Queer Times, Queer Assemblages - Ezra

      In Queer Times, Queer Assemblages, Jasbir Puar sets out to explore how the intrinsically gendered, raced, nationalized and sexualized discourses of counter-terrorism have generated the corresponding figures of 'patriot' and 'terrorist' corporealities (121). Puar sees this dual production instantiated in the co-constitutive opposition of the 'perverse', 'homophobic' Muslim and the normative queer liberal subject. She emphasizes how 'queernesses' simultaneously resist and converge with dominant formations to reveal ontological imbrications, dissolving the boundaries between what is queer and non-queer. She introduces the Deleuzian concept of assemblages to overcome a logic of stasis embedded within the optics of 'intersectionality', inasmuch as they rely on the discrete coherence of the analytics of sexuality, race, gender etc.

     In her assessment of U.S. exceptionalism, she reveals an operative "praxis of sexual othering" (122), contingent on the argumentative grounding of  queerness as a cultural product of the West, that distances the field of "queer modernity" from "queer monstrosity", and "national normative" from "anti-national" subjects (136). Moving from an analysis of a visual economy to an account of affect and feeling, Puar describes the tactile and sensorial dimension involved in wearing and arranging a turban, the experience of torture and detention, and the intimate proximity of suicide bombers with their weapons; she uses these to foreground an argument about the dispersion of the boundaries of bodies and their essential indistinguishability.

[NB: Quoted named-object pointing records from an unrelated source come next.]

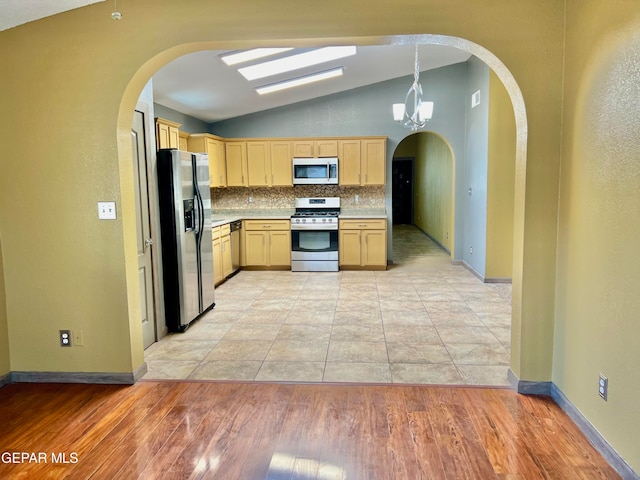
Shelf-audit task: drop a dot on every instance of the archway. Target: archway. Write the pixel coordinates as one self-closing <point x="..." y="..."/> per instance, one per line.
<point x="146" y="71"/>
<point x="428" y="158"/>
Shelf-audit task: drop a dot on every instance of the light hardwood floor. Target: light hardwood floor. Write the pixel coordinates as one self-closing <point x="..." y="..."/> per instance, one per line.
<point x="423" y="320"/>
<point x="249" y="431"/>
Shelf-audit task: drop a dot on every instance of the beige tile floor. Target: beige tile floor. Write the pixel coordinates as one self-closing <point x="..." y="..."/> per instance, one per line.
<point x="422" y="321"/>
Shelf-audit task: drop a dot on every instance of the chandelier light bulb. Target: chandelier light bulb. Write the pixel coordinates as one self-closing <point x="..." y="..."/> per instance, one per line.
<point x="414" y="113"/>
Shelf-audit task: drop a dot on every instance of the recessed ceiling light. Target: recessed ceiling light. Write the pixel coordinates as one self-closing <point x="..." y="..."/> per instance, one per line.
<point x="248" y="55"/>
<point x="295" y="62"/>
<point x="296" y="82"/>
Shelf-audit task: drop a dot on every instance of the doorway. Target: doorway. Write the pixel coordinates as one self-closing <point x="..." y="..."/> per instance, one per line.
<point x="402" y="191"/>
<point x="144" y="241"/>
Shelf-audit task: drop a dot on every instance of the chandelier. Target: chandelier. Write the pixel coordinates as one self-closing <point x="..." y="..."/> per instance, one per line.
<point x="414" y="113"/>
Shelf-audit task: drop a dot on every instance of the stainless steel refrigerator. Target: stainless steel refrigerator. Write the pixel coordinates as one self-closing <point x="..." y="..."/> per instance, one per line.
<point x="185" y="224"/>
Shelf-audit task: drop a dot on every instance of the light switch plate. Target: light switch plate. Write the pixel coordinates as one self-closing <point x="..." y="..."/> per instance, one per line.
<point x="107" y="210"/>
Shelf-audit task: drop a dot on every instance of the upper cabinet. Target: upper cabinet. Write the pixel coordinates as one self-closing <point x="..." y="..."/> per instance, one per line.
<point x="269" y="163"/>
<point x="281" y="164"/>
<point x="362" y="161"/>
<point x="315" y="148"/>
<point x="167" y="134"/>
<point x="214" y="147"/>
<point x="183" y="141"/>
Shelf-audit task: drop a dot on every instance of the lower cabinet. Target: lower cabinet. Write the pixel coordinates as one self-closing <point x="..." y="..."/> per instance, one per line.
<point x="222" y="266"/>
<point x="362" y="244"/>
<point x="267" y="243"/>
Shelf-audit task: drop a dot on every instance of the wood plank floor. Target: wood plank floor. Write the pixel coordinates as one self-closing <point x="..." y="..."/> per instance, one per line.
<point x="200" y="430"/>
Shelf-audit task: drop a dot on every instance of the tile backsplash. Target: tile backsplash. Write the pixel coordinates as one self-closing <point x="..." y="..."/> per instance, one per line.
<point x="283" y="197"/>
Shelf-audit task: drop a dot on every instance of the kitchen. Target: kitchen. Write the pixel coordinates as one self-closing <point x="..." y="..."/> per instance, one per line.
<point x="277" y="202"/>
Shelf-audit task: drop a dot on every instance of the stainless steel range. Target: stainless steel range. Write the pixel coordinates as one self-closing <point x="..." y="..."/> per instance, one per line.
<point x="314" y="235"/>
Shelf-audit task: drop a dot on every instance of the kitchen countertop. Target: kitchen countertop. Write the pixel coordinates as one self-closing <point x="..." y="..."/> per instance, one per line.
<point x="363" y="213"/>
<point x="222" y="217"/>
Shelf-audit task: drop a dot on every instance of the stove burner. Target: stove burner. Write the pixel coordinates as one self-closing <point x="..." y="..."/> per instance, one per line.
<point x="316" y="213"/>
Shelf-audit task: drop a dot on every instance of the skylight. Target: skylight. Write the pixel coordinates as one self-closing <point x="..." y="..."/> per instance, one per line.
<point x="296" y="82"/>
<point x="295" y="62"/>
<point x="248" y="55"/>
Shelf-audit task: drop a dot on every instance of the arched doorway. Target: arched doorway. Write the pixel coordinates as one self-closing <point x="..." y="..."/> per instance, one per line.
<point x="146" y="71"/>
<point x="424" y="173"/>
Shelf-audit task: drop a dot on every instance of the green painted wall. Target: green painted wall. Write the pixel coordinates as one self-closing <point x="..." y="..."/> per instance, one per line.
<point x="597" y="314"/>
<point x="433" y="184"/>
<point x="5" y="363"/>
<point x="501" y="173"/>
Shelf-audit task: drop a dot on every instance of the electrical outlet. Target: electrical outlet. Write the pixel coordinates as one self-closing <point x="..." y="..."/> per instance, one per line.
<point x="65" y="338"/>
<point x="107" y="210"/>
<point x="78" y="339"/>
<point x="603" y="387"/>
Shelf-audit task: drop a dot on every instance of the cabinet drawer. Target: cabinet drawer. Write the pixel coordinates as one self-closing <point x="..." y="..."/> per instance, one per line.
<point x="363" y="224"/>
<point x="267" y="224"/>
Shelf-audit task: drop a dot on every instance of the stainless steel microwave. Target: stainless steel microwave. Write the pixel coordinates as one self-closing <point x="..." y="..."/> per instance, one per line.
<point x="315" y="171"/>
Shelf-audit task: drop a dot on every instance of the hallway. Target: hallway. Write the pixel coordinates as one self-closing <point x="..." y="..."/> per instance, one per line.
<point x="422" y="321"/>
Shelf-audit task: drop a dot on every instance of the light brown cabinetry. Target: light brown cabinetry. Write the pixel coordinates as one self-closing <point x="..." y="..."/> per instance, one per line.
<point x="222" y="265"/>
<point x="214" y="147"/>
<point x="217" y="256"/>
<point x="167" y="134"/>
<point x="183" y="140"/>
<point x="236" y="154"/>
<point x="281" y="164"/>
<point x="308" y="148"/>
<point x="363" y="244"/>
<point x="267" y="243"/>
<point x="362" y="161"/>
<point x="269" y="163"/>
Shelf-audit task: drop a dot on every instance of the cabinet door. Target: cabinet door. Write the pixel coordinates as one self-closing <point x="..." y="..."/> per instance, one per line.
<point x="218" y="274"/>
<point x="174" y="137"/>
<point x="236" y="153"/>
<point x="281" y="164"/>
<point x="258" y="163"/>
<point x="183" y="141"/>
<point x="217" y="163"/>
<point x="374" y="247"/>
<point x="162" y="135"/>
<point x="326" y="148"/>
<point x="256" y="247"/>
<point x="349" y="247"/>
<point x="349" y="162"/>
<point x="226" y="255"/>
<point x="302" y="148"/>
<point x="280" y="248"/>
<point x="373" y="162"/>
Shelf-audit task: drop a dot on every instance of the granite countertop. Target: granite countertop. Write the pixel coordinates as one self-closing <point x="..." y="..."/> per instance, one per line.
<point x="363" y="213"/>
<point x="221" y="217"/>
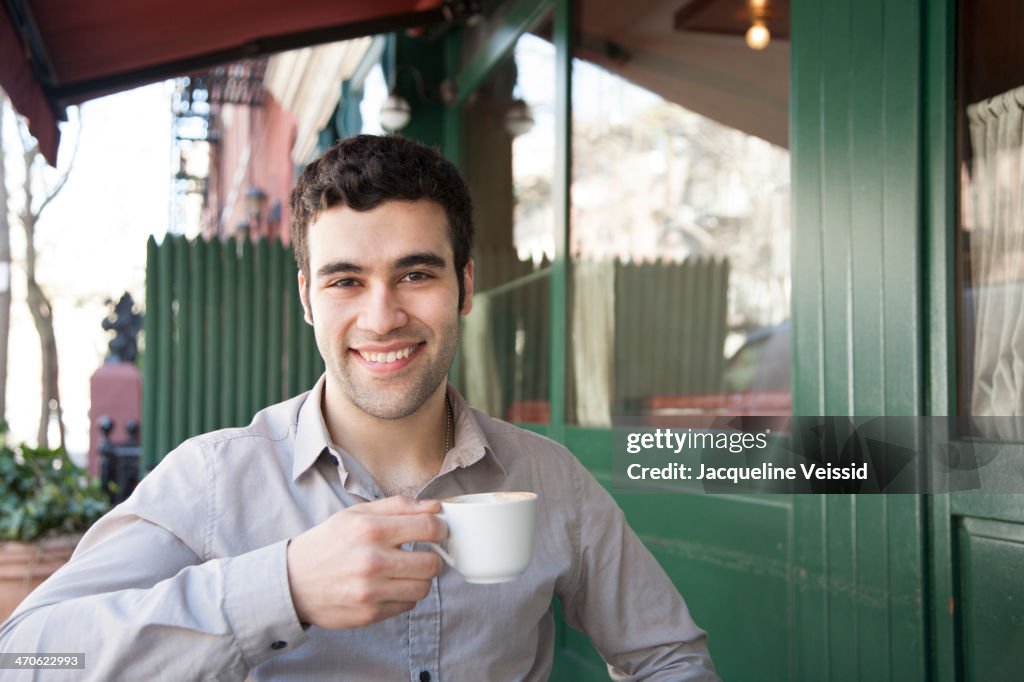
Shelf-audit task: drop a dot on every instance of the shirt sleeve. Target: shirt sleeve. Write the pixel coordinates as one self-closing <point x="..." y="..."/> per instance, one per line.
<point x="625" y="602"/>
<point x="140" y="601"/>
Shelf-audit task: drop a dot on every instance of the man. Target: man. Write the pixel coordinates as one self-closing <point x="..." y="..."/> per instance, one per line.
<point x="294" y="548"/>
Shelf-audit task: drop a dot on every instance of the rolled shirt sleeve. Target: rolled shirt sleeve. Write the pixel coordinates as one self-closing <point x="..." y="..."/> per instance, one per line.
<point x="141" y="598"/>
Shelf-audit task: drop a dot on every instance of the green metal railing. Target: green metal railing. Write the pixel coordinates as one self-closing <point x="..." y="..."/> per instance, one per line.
<point x="224" y="337"/>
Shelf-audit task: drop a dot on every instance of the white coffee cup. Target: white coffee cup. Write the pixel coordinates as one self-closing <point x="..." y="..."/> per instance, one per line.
<point x="491" y="535"/>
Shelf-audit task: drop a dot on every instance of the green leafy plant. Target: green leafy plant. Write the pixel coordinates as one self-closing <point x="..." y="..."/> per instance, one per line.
<point x="43" y="493"/>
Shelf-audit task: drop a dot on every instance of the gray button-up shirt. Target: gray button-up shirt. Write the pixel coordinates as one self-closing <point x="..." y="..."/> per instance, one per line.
<point x="187" y="580"/>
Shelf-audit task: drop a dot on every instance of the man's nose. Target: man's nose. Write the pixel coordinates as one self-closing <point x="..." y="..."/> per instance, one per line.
<point x="383" y="311"/>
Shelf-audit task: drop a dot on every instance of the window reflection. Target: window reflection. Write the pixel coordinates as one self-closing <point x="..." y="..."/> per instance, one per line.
<point x="680" y="220"/>
<point x="509" y="142"/>
<point x="990" y="239"/>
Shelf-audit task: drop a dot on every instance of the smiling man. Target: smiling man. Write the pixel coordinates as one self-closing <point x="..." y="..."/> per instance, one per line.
<point x="294" y="548"/>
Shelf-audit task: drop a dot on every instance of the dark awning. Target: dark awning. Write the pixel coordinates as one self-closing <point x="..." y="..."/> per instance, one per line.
<point x="54" y="53"/>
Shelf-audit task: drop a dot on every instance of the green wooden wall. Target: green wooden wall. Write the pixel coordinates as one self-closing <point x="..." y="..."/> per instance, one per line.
<point x="225" y="338"/>
<point x="857" y="310"/>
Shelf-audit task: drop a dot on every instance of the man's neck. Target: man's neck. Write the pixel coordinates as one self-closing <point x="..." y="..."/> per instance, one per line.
<point x="397" y="453"/>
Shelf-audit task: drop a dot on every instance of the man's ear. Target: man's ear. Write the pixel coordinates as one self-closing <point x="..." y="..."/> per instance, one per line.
<point x="467" y="279"/>
<point x="307" y="312"/>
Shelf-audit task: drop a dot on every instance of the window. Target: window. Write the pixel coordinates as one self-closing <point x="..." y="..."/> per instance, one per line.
<point x="990" y="239"/>
<point x="680" y="218"/>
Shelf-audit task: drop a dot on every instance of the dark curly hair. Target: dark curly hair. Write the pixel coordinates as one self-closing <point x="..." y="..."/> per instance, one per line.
<point x="365" y="171"/>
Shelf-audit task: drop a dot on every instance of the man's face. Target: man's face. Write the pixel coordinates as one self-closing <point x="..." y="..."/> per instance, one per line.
<point x="383" y="299"/>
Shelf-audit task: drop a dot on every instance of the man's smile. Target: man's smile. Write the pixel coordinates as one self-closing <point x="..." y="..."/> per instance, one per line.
<point x="387" y="360"/>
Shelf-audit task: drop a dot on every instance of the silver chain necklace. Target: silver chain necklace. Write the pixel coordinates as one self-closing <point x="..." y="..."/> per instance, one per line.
<point x="449" y="418"/>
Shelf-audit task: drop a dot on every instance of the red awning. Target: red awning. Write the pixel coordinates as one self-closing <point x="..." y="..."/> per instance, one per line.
<point x="54" y="53"/>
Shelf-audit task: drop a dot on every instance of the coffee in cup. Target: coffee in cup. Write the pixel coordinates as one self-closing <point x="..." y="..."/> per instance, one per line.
<point x="491" y="535"/>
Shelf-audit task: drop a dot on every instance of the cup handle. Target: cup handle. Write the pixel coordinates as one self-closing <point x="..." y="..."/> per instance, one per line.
<point x="440" y="550"/>
<point x="444" y="555"/>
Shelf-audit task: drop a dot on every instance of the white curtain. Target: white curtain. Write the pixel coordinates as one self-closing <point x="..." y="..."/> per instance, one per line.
<point x="994" y="216"/>
<point x="593" y="340"/>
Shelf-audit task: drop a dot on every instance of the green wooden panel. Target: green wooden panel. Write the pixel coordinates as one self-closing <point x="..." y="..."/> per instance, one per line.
<point x="731" y="557"/>
<point x="228" y="348"/>
<point x="261" y="291"/>
<point x="179" y="420"/>
<point x="195" y="342"/>
<point x="274" y="322"/>
<point x="856" y="297"/>
<point x="295" y="323"/>
<point x="990" y="598"/>
<point x="219" y="328"/>
<point x="151" y="334"/>
<point x="212" y="299"/>
<point x="244" y="349"/>
<point x="163" y="387"/>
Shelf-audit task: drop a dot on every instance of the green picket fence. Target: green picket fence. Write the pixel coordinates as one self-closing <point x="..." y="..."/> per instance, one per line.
<point x="224" y="337"/>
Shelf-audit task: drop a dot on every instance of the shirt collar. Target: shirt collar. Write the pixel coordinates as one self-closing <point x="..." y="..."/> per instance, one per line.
<point x="311" y="436"/>
<point x="310" y="432"/>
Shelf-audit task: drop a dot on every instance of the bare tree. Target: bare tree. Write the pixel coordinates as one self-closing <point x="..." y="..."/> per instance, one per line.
<point x="36" y="197"/>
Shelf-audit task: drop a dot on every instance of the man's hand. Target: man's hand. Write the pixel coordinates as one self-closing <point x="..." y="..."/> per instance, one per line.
<point x="349" y="571"/>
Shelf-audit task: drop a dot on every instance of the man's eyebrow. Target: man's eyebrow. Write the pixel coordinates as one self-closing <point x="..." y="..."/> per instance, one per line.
<point x="336" y="267"/>
<point x="425" y="259"/>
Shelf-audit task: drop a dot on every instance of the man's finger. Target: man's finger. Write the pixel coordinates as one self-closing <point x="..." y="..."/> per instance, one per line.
<point x="392" y="530"/>
<point x="411" y="564"/>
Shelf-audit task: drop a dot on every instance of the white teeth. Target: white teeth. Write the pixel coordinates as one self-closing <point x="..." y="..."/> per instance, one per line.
<point x="388" y="357"/>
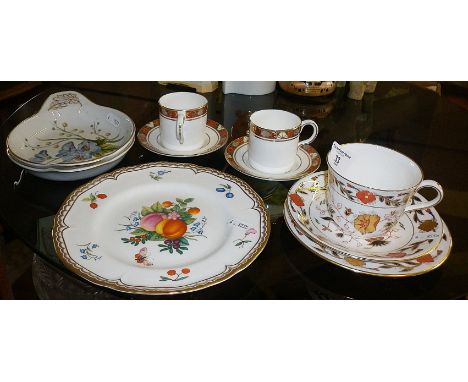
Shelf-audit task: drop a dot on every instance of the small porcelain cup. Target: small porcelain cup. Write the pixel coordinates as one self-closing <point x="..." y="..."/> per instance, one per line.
<point x="182" y="120"/>
<point x="274" y="140"/>
<point x="369" y="192"/>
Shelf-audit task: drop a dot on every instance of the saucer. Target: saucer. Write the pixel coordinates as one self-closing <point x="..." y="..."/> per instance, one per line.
<point x="236" y="154"/>
<point x="375" y="267"/>
<point x="416" y="233"/>
<point x="216" y="137"/>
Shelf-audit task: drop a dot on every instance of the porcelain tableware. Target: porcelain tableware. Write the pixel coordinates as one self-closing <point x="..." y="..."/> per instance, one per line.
<point x="216" y="137"/>
<point x="71" y="174"/>
<point x="274" y="139"/>
<point x="183" y="118"/>
<point x="416" y="233"/>
<point x="161" y="228"/>
<point x="375" y="267"/>
<point x="370" y="187"/>
<point x="237" y="155"/>
<point x="68" y="131"/>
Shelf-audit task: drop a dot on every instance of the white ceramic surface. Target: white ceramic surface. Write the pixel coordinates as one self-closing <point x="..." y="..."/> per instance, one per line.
<point x="161" y="228"/>
<point x="216" y="137"/>
<point x="70" y="130"/>
<point x="375" y="267"/>
<point x="376" y="182"/>
<point x="67" y="174"/>
<point x="237" y="155"/>
<point x="182" y="132"/>
<point x="415" y="234"/>
<point x="274" y="139"/>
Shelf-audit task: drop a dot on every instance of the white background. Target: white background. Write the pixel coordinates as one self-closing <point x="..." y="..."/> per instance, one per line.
<point x="233" y="340"/>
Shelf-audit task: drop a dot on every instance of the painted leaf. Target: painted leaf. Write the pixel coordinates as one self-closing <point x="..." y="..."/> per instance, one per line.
<point x="139" y="231"/>
<point x="296" y="199"/>
<point x="146" y="210"/>
<point x="425" y="259"/>
<point x="355" y="262"/>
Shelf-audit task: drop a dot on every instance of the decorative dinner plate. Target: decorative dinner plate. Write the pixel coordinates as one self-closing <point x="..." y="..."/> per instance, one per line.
<point x="216" y="137"/>
<point x="416" y="233"/>
<point x="375" y="267"/>
<point x="236" y="154"/>
<point x="69" y="130"/>
<point x="161" y="228"/>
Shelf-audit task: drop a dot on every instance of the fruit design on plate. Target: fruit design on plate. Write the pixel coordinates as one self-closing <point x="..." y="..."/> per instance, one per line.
<point x="167" y="222"/>
<point x="93" y="198"/>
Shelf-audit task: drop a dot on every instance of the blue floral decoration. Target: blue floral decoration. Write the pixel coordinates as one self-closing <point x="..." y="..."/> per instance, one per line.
<point x="40" y="157"/>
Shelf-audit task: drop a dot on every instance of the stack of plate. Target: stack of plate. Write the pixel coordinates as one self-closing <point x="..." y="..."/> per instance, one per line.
<point x="161" y="228"/>
<point x="418" y="243"/>
<point x="71" y="138"/>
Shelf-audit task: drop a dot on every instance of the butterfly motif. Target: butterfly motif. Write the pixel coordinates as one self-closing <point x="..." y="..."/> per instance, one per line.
<point x="142" y="257"/>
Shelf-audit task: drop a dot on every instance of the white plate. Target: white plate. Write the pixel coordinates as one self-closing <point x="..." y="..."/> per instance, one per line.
<point x="416" y="233"/>
<point x="216" y="137"/>
<point x="161" y="228"/>
<point x="375" y="267"/>
<point x="70" y="130"/>
<point x="236" y="154"/>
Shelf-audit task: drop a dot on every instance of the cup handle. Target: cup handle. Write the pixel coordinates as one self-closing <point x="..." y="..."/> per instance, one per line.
<point x="314" y="134"/>
<point x="180" y="125"/>
<point x="431" y="203"/>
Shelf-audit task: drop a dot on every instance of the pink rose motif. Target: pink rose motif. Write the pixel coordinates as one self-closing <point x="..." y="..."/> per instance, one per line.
<point x="365" y="196"/>
<point x="250" y="231"/>
<point x="173" y="215"/>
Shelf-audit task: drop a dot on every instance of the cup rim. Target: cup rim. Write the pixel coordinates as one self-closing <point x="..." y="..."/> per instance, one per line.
<point x="205" y="103"/>
<point x="272" y="130"/>
<point x="421" y="178"/>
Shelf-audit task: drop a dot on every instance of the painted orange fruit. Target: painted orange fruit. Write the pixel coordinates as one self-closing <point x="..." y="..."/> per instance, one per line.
<point x="159" y="228"/>
<point x="173" y="229"/>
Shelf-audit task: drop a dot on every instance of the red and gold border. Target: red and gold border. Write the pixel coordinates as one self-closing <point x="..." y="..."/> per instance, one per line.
<point x="275" y="135"/>
<point x="189" y="114"/>
<point x="117" y="284"/>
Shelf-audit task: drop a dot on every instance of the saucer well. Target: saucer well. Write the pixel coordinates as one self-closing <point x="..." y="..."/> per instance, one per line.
<point x="375" y="267"/>
<point x="236" y="154"/>
<point x="415" y="234"/>
<point x="216" y="137"/>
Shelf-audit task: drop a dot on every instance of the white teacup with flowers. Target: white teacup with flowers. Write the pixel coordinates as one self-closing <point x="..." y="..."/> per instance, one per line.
<point x="370" y="187"/>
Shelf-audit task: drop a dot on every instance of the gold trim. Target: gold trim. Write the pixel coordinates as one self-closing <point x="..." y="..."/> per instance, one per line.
<point x="219" y="129"/>
<point x="349" y="267"/>
<point x="409" y="189"/>
<point x="241" y="141"/>
<point x="230" y="270"/>
<point x="331" y="246"/>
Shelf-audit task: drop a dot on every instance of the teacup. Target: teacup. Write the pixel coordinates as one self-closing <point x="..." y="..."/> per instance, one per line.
<point x="274" y="140"/>
<point x="182" y="121"/>
<point x="371" y="187"/>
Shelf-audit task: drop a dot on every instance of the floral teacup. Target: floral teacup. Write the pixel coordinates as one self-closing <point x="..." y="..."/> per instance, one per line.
<point x="371" y="187"/>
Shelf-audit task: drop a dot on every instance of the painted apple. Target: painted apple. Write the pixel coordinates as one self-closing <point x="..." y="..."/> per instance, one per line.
<point x="150" y="221"/>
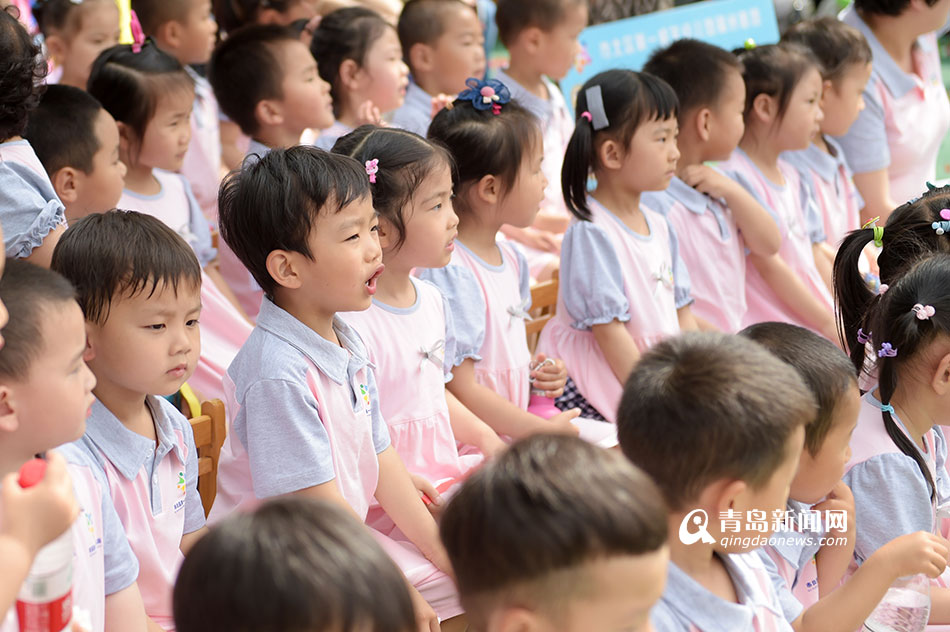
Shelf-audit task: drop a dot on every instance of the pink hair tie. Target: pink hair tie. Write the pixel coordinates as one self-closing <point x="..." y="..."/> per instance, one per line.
<point x="372" y="168"/>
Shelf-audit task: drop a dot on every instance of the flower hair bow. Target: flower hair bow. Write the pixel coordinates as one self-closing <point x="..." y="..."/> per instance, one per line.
<point x="486" y="95"/>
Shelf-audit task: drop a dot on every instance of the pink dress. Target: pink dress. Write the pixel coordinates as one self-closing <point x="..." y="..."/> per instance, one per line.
<point x="905" y="118"/>
<point x="415" y="344"/>
<point x="489" y="306"/>
<point x="609" y="272"/>
<point x="223" y="329"/>
<point x="786" y="204"/>
<point x="712" y="250"/>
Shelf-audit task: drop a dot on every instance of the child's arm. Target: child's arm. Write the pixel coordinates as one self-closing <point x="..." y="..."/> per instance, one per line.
<point x="503" y="416"/>
<point x="469" y="429"/>
<point x="759" y="231"/>
<point x="618" y="348"/>
<point x="790" y="289"/>
<point x="846" y="608"/>
<point x="398" y="498"/>
<point x="833" y="561"/>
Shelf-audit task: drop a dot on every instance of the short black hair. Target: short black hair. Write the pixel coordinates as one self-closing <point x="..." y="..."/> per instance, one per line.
<point x="549" y="503"/>
<point x="62" y="129"/>
<point x="705" y="406"/>
<point x="22" y="69"/>
<point x="272" y="202"/>
<point x="295" y="565"/>
<point x="514" y="16"/>
<point x="129" y="84"/>
<point x="826" y="370"/>
<point x="483" y="143"/>
<point x="695" y="70"/>
<point x="424" y="22"/>
<point x="122" y="253"/>
<point x="346" y="33"/>
<point x="405" y="160"/>
<point x="246" y="68"/>
<point x="27" y="290"/>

       Her interventions are relevant to the development of my research project inasmuch as they gesture towards a method of analysis which does not presuppose an integral identity as its point of departure. Through tracing notions of "amor libre"/"free love", I seek to dislodge assumptions in the field of Latin American studies which project teleological visions that privilege the emergence of individuated LGBTQ subjects. The project is centered around the relationship between utopian anarchist notions of community and affect, and the national-normative sexualities promoted by southern cone states. Similarly, the notion of a diasporic imaginary (134) is applicable to the extent that it is divorced from the primacy of a relationship to a homeland, especially given that anarchist projects of futurity forged community based on an antagonism or negation of the existing order.

Question:

1. Given its role as partial arbiter of U.S. exceptionalism and its complicity in affirming related binary oppositions what exactly is 'queer' about 'queer liberalism' in this instance?

2. How does a theory of assemblages differ from an explicitly anti-identitarian approach?